So experts are starting to look for some kind of intervention that will work. They are not giving up on the hope that parents will turn the TV off, but if parents aren’t going to limit screen time experts at least want to change what children are watching.
Advice on screening your children’s screen time:
Set limits to what kind of programming your children can watch. Avoid shows that show aggressive behavior or topics that are not age appropriate. Look for shows with a prosocial message that focuses on themes like loyalty, friendship, family, and appropriate conflict resolution. Sites like http://www.commonsensemedia.org/ are helpful for parents who want to evaluate music, movies, video games, books, apps, and TV shows.
It is important to make sure even prosocial shows are age appropriate. Just because a TV program shows appropriate conflict resolution does not mean that your child is ready to process what is going on. For example many shows start with a conflict that is then only appropriately resolved at the end of the show. Many young children might not have the attention span to watch until the end of the show or to make the connection with the resolution at the end.

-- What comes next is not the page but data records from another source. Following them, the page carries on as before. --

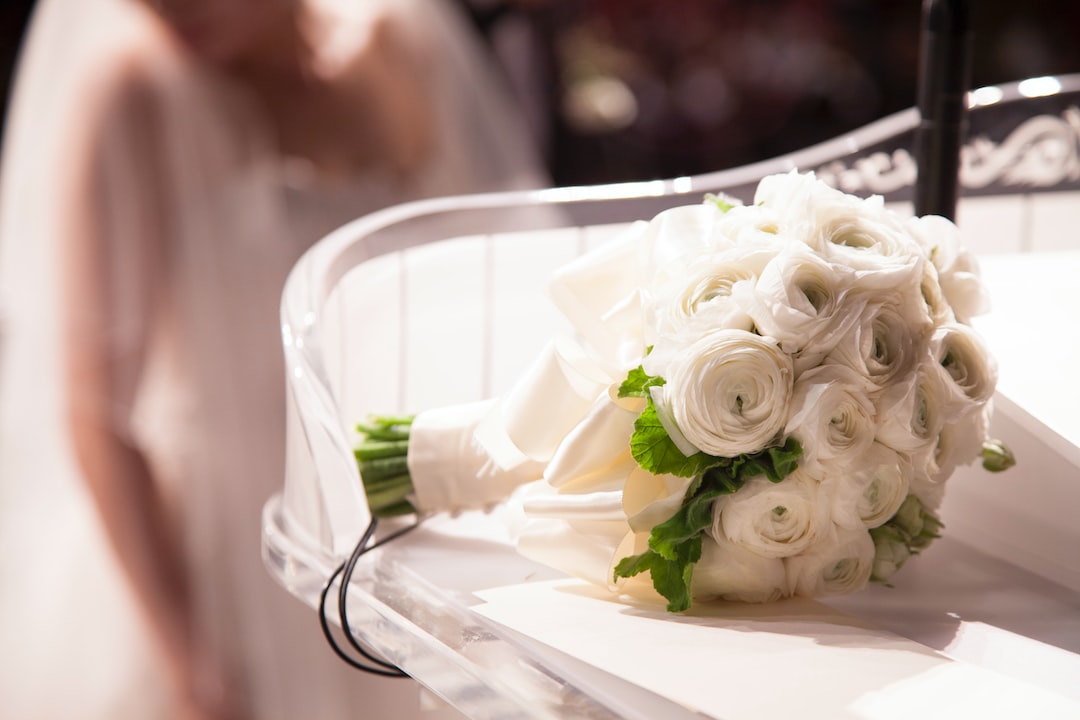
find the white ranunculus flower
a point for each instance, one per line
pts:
(957, 269)
(804, 302)
(773, 519)
(913, 413)
(839, 566)
(868, 238)
(933, 298)
(795, 197)
(705, 286)
(883, 345)
(872, 492)
(832, 417)
(729, 392)
(730, 572)
(959, 443)
(966, 363)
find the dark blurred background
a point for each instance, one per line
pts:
(620, 90)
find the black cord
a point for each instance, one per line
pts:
(374, 665)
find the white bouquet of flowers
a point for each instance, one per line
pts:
(763, 401)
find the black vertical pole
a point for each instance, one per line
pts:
(943, 83)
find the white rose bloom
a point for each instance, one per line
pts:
(873, 492)
(773, 519)
(729, 392)
(958, 444)
(957, 269)
(804, 302)
(730, 572)
(706, 284)
(933, 296)
(883, 347)
(912, 413)
(868, 238)
(832, 417)
(839, 566)
(795, 197)
(966, 363)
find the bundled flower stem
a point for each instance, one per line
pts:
(763, 401)
(382, 458)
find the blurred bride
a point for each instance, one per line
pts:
(166, 163)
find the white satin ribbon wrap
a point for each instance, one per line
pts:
(562, 435)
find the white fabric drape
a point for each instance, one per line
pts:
(194, 348)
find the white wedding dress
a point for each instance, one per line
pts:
(204, 399)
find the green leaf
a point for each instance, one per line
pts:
(907, 532)
(382, 460)
(637, 383)
(719, 201)
(997, 457)
(655, 451)
(671, 578)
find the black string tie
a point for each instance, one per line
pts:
(372, 663)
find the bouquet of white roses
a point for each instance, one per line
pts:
(763, 401)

Watch TV with your child and ask questions. If there is a conflict, ask your child about how to appropriately resolve it and talk about some of the consequences to the choices the characters are making. This is a good way to make sure your child is coming away with the appropriate message.
Even if your children aren’t actively watching TV, they are still paying attention. Be careful to only watch more adult programming when your children are not at home or are in bed asleep.
Track what your children watch with a media diary. It will give you a more accurate picture of how much your children are watching and what they are being exposed to. Some video streaming services make this easier by tracking the history for you.
Put your money where your mouth is. Support organizations that produce kid-friendly content. And if your TV station airs inappropriate ads during cartoons, make sure to speak up.